I heard the front door open and slam shut as I exited the bedroom. I heard the car start and stop as I was walking down the stairs. The knock on the door surprised me. I had to question his actions but seeing how close to nine-thirty it was, and seeing how hard my nipples had become, I gave him the benefit of the doubt.

I opened the door.

“What?” I asked, swaying from side to side in disbelief.

“Debbie, can we talk about this…”

The knife suddenly thrust forward, our best Japanese Sujihiki knife, long and thin, was a mere centimetre from his nose. I shook my head but said nothing.

I finally watched him leave. His car paused at the gates long enough to allow a bright yellow Skoda onto the driveway.

Suddenly, my heart started beating again, and I could hear the flow of blood through my veins. The knife hand dropped to my side, and I let out a loud sigh of relief.

The yellow car door opened and I realised who had just stepped out of it.

“Debbie, are you okay?” she asked. “The text I received this morning, frightened me.”

I nodded.

“Was that Dave?” She said, pointing in the direction of the gate.

I nodded. “He’s gone, finally.”

We listened to the birds tweet in the trees and the wind rustle the leftover Autumn leaves on the ground for what seemed an appropriate length of time. I finally let out a sob and pulled her in close. I felt her take me in her arms to comfort me and yet, I felt her wicked smile look me over like I was a piece of sexual meat.

She knew me all too well.

I pulled myself back from her and while holding her close pulled the knife up and into her stomach. I let out a groan.

“Get up those stairs, right now, or else!”

The look on her face was a picture. She took time to look down at the knife poking into her leather jacket, towards her stomach, before moving to one side of it.

She entered the house and walked upstairs. I prodded her backside once or twice to make her move faster.

“Now strip,” I told her.

I watched from behind as she slowly removed her clothes and sent them flying across the room, landing conveniently on pieces of ripped card and paper. She was about to remove her knickers when I stopped her.

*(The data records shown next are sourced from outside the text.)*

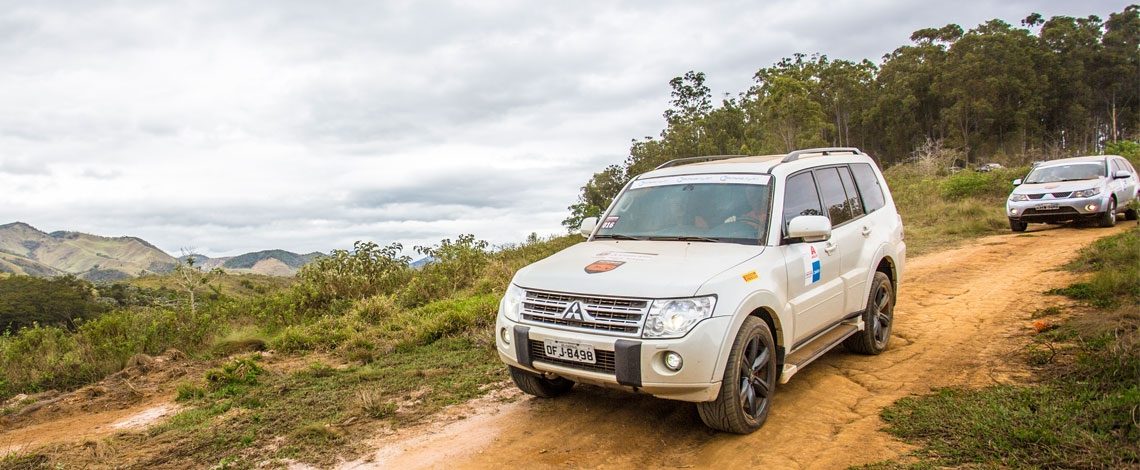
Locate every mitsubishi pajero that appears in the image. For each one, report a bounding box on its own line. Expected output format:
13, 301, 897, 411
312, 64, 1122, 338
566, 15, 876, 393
495, 148, 906, 433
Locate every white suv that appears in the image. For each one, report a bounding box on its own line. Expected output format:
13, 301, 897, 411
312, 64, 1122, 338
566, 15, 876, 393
496, 148, 906, 433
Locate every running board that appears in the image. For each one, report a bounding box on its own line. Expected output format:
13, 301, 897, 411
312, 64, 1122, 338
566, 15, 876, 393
780, 316, 864, 384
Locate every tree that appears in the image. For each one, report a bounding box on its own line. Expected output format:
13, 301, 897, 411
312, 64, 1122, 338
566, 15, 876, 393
172, 249, 222, 316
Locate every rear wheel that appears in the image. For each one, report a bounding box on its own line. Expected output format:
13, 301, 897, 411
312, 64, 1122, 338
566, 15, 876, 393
1097, 197, 1116, 227
697, 316, 776, 435
508, 366, 573, 398
844, 272, 895, 355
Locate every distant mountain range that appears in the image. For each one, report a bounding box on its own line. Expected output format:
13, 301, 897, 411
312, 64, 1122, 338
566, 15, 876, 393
179, 250, 324, 276
0, 222, 321, 282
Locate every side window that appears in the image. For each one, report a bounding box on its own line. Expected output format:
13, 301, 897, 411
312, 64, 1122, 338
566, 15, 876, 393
852, 163, 887, 213
815, 168, 852, 226
783, 171, 823, 232
839, 167, 864, 219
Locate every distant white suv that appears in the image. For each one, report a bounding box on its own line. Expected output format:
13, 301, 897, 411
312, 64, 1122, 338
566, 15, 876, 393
1005, 155, 1140, 232
496, 148, 906, 433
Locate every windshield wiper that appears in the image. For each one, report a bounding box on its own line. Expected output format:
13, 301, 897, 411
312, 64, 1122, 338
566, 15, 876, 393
594, 234, 648, 241
652, 235, 720, 243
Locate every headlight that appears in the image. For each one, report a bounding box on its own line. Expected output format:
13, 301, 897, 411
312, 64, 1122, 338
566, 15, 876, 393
1073, 188, 1100, 197
499, 284, 527, 322
642, 295, 716, 338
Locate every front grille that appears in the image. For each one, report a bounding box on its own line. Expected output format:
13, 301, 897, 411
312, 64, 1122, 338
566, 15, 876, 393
528, 340, 617, 374
1021, 206, 1081, 217
522, 291, 650, 337
1029, 191, 1073, 200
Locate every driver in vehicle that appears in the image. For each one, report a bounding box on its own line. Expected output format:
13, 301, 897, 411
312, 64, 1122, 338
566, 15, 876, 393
724, 186, 768, 230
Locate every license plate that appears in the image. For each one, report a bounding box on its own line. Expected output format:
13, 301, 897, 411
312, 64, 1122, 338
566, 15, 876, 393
543, 340, 597, 364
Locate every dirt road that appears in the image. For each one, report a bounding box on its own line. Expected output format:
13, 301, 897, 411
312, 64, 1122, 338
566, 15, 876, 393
344, 222, 1132, 469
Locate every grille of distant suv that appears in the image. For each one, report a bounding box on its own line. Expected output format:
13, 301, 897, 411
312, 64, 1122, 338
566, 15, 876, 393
522, 291, 649, 337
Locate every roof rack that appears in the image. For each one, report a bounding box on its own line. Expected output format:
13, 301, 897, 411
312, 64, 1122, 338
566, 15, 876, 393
780, 147, 863, 163
654, 155, 749, 170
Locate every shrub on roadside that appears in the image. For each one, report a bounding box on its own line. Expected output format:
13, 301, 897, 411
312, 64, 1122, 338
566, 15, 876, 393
397, 234, 491, 308
294, 242, 412, 309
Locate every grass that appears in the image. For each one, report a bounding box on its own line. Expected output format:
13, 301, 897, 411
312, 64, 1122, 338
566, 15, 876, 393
116, 338, 506, 467
882, 230, 1140, 468
884, 164, 1027, 256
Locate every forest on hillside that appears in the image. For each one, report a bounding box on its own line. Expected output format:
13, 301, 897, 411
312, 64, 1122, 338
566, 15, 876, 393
563, 5, 1140, 228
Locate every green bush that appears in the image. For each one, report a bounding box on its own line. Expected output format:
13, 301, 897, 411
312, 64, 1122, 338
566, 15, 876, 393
0, 308, 219, 397
295, 242, 412, 309
938, 169, 1024, 201
0, 276, 107, 332
1053, 230, 1140, 308
397, 235, 490, 308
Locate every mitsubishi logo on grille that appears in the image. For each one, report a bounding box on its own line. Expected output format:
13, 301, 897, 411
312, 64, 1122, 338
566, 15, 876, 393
562, 301, 593, 322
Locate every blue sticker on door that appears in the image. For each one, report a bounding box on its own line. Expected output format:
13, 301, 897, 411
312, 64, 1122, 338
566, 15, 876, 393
804, 245, 822, 285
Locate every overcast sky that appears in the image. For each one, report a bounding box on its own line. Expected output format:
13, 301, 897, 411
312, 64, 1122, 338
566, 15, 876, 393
0, 0, 1127, 256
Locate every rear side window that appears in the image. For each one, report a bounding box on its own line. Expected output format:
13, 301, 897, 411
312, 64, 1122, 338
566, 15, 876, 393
839, 167, 864, 218
815, 168, 852, 226
783, 171, 823, 232
852, 163, 887, 213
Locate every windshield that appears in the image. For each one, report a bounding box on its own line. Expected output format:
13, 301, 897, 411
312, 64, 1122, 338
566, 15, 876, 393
595, 175, 771, 245
1025, 162, 1106, 184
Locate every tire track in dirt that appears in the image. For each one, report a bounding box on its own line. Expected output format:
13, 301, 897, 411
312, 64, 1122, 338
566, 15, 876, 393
343, 224, 1131, 469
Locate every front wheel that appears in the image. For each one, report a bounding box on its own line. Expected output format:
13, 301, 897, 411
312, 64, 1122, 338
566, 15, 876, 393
1097, 197, 1116, 227
844, 272, 895, 355
697, 316, 776, 435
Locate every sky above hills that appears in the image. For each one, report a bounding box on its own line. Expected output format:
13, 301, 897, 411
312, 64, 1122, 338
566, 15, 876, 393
0, 0, 1127, 256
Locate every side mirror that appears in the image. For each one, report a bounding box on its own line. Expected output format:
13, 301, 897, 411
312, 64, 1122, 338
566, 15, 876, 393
578, 217, 597, 238
788, 216, 831, 242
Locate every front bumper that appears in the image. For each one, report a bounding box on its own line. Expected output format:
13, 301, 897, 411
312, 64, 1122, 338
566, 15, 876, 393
1005, 194, 1108, 224
495, 315, 731, 402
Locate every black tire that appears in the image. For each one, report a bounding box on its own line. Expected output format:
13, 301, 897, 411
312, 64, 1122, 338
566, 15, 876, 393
507, 366, 573, 398
697, 316, 777, 435
844, 272, 895, 355
1097, 197, 1116, 228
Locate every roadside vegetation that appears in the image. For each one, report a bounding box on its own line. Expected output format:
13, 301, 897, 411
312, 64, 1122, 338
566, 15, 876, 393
882, 229, 1140, 468
0, 235, 581, 468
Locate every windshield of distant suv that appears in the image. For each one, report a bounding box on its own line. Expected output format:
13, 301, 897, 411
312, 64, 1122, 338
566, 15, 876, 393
594, 173, 772, 245
1025, 162, 1107, 184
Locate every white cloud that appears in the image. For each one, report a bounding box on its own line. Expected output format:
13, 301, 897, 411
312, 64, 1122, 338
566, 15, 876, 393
0, 0, 1121, 254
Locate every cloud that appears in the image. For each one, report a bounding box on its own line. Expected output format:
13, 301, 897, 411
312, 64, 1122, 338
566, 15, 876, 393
0, 0, 1121, 256
0, 157, 50, 176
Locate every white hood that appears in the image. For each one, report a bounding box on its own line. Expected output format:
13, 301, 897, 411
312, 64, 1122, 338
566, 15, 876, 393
514, 240, 764, 299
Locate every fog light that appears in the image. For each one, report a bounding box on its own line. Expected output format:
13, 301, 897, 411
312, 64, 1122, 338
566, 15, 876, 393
665, 351, 684, 371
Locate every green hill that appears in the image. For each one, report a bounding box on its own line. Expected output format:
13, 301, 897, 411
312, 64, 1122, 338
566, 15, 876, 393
0, 222, 178, 281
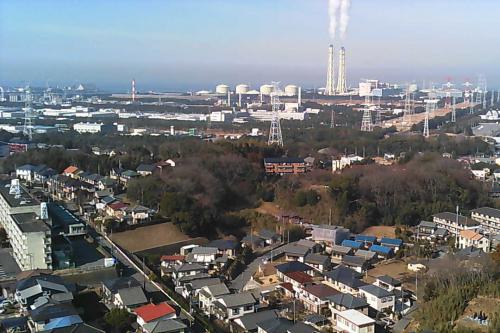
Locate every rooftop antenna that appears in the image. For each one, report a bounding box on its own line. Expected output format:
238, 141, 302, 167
132, 79, 135, 102
267, 82, 283, 147
361, 107, 373, 132
23, 89, 33, 141
423, 99, 437, 138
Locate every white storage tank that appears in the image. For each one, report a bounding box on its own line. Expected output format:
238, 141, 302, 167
215, 84, 229, 95
285, 84, 299, 96
235, 84, 250, 94
260, 84, 274, 95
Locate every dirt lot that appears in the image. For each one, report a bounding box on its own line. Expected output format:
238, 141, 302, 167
364, 260, 415, 291
112, 223, 191, 252
457, 297, 500, 332
361, 225, 396, 238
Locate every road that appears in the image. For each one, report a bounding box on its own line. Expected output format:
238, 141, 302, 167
230, 244, 286, 291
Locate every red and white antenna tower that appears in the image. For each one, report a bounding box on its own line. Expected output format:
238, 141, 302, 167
132, 79, 135, 102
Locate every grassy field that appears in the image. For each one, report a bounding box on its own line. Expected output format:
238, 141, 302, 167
112, 223, 191, 252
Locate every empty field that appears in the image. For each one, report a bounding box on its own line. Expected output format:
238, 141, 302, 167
111, 223, 191, 252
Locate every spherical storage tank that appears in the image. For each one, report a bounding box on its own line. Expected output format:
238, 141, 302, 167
236, 84, 250, 94
215, 84, 229, 94
260, 84, 274, 95
285, 84, 299, 96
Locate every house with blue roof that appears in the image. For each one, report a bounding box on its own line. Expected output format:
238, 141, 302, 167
370, 245, 394, 259
380, 237, 403, 251
342, 239, 363, 250
354, 235, 377, 247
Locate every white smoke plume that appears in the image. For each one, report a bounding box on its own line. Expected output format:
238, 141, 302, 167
339, 0, 351, 39
328, 0, 342, 41
328, 0, 351, 41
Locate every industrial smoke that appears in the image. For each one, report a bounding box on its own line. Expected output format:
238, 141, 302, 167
328, 0, 351, 41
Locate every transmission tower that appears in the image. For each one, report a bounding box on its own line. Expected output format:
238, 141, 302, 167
330, 110, 335, 128
375, 108, 382, 127
451, 96, 457, 123
267, 82, 283, 147
23, 90, 33, 141
423, 99, 437, 138
361, 108, 373, 132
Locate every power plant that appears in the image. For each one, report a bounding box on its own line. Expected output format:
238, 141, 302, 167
325, 44, 335, 96
325, 44, 347, 96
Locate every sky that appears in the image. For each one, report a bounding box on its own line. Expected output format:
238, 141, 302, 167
0, 0, 500, 91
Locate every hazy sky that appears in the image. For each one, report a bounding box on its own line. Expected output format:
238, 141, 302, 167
0, 0, 500, 91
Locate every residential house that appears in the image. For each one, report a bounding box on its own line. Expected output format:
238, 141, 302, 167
135, 164, 157, 177
14, 274, 73, 309
275, 261, 314, 280
354, 250, 377, 265
324, 265, 366, 296
380, 237, 403, 251
342, 256, 370, 273
207, 239, 239, 258
113, 287, 148, 312
456, 230, 490, 252
257, 229, 281, 245
370, 245, 394, 259
304, 253, 332, 272
359, 284, 395, 313
471, 207, 500, 235
311, 224, 351, 246
298, 283, 339, 314
234, 310, 279, 332
433, 212, 479, 236
373, 275, 402, 291
354, 235, 377, 248
134, 302, 177, 329
257, 318, 293, 333
330, 245, 354, 262
212, 292, 259, 321
342, 239, 363, 250
283, 272, 313, 292
328, 293, 369, 323
335, 310, 375, 333
198, 283, 230, 315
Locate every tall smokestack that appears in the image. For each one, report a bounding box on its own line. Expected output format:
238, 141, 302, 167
337, 47, 347, 94
325, 44, 335, 95
297, 87, 302, 107
132, 79, 135, 102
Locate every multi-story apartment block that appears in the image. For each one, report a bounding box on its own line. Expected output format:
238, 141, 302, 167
471, 207, 500, 235
433, 212, 479, 236
0, 179, 52, 271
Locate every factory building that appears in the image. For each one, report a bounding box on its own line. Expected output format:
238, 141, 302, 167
73, 122, 114, 134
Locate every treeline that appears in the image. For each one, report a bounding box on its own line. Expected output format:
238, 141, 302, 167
329, 154, 490, 232
415, 254, 500, 333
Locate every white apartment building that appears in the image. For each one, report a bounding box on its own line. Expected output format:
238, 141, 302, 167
433, 212, 479, 236
456, 230, 490, 252
471, 207, 500, 235
336, 309, 375, 333
0, 180, 52, 271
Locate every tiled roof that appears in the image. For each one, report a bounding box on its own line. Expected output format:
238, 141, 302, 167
135, 303, 175, 323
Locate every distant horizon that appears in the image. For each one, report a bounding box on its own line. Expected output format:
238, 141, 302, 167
0, 0, 500, 92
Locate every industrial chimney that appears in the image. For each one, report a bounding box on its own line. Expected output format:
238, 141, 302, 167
325, 44, 335, 96
337, 47, 347, 94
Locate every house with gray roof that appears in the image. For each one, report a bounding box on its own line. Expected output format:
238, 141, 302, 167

I had the biggest grin on my face as I pushed her onto the bed. I made her kneel at the edge. Reaching around to grasp both her cheeks with my hand, I grunted at her.

“Can you feel this cold Damascus steel on your skin?” I dragged the blade across the small of her back.

She nodded.

“You know that I’m going to use it, don’t you.”

She nodded.

I inserted the knife just shy of her asshole and pulled the knife upwards. The fabric of her knickers was no match for the sharp blade as it fell away from her body.

I prised her cheeks apart, dropped to my knees and inserted my tongue into her ass.

It was her turn to get rimmed and let me tell you, the sight of her cock, dangling between her legs, turned me on even more.

Yes, now I’m alive. This is how it should be. Our bodies convulse with tongues on the Eye of Tigers and a certain degree of rawness to the sex.

This is my change of direction. She’s moving in, we just didn’t have time with the baggage.